Я молчал, давая ему возможность высказаться. У меня еще оставался последний козырь, который я намерен был вытащить, когда старик окончательно размякнет от собственной благости.
Зазвонил телефон. Я поставил запись на паузу.
– Мистер Грин, – вещал в трубке озабоченный Джон. – Меня беспокоит эта ситуация с вашим русским проектом. Я не так хорошо разбираюсь в российских законах, но вы не подписали еще никакого контракта с режиссером. Я не могу гарантировать, что в такой ситуации наши условия будут выполнены. Нам необходимо как можно скорее…
Пока мой агент высказывал свои законные опасения, я успел достать портсигар и, не делая "дороги", втянул волшебный, бодрящий бледно-розовый кокаин.
Блаженство.
Честно говоря, я никогда не испытывал нужды взбадривать себя, чтобы сыграть ту или иную роль. Наоборот, сцена всегда была для меня главным допингом. Мне не было нужды употреблять наркотик перед спектаклем.

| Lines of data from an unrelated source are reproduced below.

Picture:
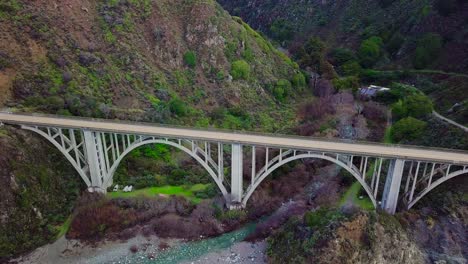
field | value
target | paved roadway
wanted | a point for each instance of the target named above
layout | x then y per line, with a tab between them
303	143
464	128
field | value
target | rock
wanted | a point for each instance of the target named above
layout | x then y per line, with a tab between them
87	59
67	76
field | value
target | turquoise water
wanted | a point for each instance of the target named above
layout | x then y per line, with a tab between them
190	251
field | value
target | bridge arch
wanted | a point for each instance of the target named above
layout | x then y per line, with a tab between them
66	153
436	184
266	172
138	144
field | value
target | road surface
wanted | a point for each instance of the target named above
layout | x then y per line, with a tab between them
274	141
450	121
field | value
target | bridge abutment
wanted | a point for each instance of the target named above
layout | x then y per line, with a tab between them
392	186
236	175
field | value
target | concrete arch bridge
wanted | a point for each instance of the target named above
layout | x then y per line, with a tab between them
392	176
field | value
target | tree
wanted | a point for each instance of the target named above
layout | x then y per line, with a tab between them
428	49
178	107
312	53
370	51
240	70
299	80
190	59
324	88
446	7
418	105
347	83
408	128
281	89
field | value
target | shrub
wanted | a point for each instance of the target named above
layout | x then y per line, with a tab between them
446	7
394	44
281	30
370	51
347	83
299	80
341	56
324	88
321	217
209	192
281	89
317	109
428	49
190	59
178	107
313	52
408	128
351	68
418	105
240	70
93	221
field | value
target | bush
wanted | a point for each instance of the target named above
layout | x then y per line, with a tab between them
299	80
370	51
317	109
446	7
312	53
190	59
351	68
408	128
321	217
240	70
428	49
94	221
209	192
178	107
347	83
417	106
281	90
341	56
281	30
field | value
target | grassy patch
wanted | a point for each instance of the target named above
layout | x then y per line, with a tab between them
185	191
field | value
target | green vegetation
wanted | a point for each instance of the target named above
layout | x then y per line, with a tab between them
347	83
370	51
428	49
299	81
188	192
408	128
190	59
178	107
322	217
417	105
281	90
281	30
240	70
352	195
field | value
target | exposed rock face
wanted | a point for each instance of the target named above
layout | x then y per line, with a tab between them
38	191
362	240
115	59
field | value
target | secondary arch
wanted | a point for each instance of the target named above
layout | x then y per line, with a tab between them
136	145
342	164
436	184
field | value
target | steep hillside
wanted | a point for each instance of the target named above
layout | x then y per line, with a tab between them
162	61
179	62
39	190
402	25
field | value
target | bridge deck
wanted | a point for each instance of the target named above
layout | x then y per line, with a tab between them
354	148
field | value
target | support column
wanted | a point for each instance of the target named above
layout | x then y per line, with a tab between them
392	186
236	175
94	160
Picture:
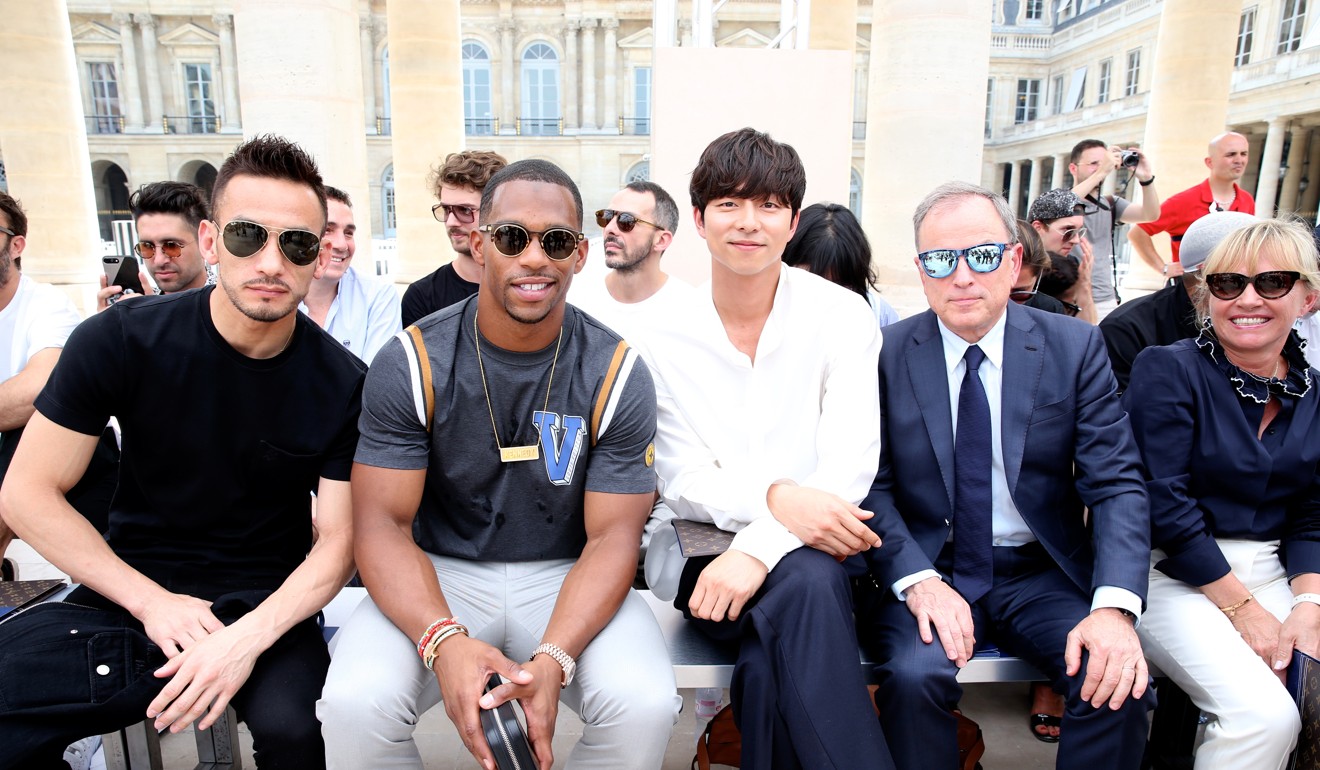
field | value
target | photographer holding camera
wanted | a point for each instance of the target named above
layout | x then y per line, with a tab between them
1090	163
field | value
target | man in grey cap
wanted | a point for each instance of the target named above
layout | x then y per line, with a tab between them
1168	315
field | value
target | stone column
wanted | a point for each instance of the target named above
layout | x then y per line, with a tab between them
45	147
590	120
570	75
1292	178
924	56
300	93
366	31
1191	79
1267	186
155	103
132	86
427	95
229	74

А вот в повседневной жизни мне было почти всегда невыносимо скучно. Скучно разговаривать, решать какие-то не относящиеся к театру вопросы. И наркотики помогали мне скрасить эту скуку. Кроме того, мое естество было устроено таким образом, что у меня почти никогда не бывало депрессий на следующий день после употребления любого из бодрящих средств. Я мог мешать героин с кокаином, всю ночь принимать амфетамины, на следующий день дремать и видеть чудесные сны под воздействием опия. Однако наступало утро, когда надо было приходить в себя, и это давалось мне на удивление легко.
Трескотня Джона мне надоела, я почти не слушал его – ловил первый, сладостный кайф.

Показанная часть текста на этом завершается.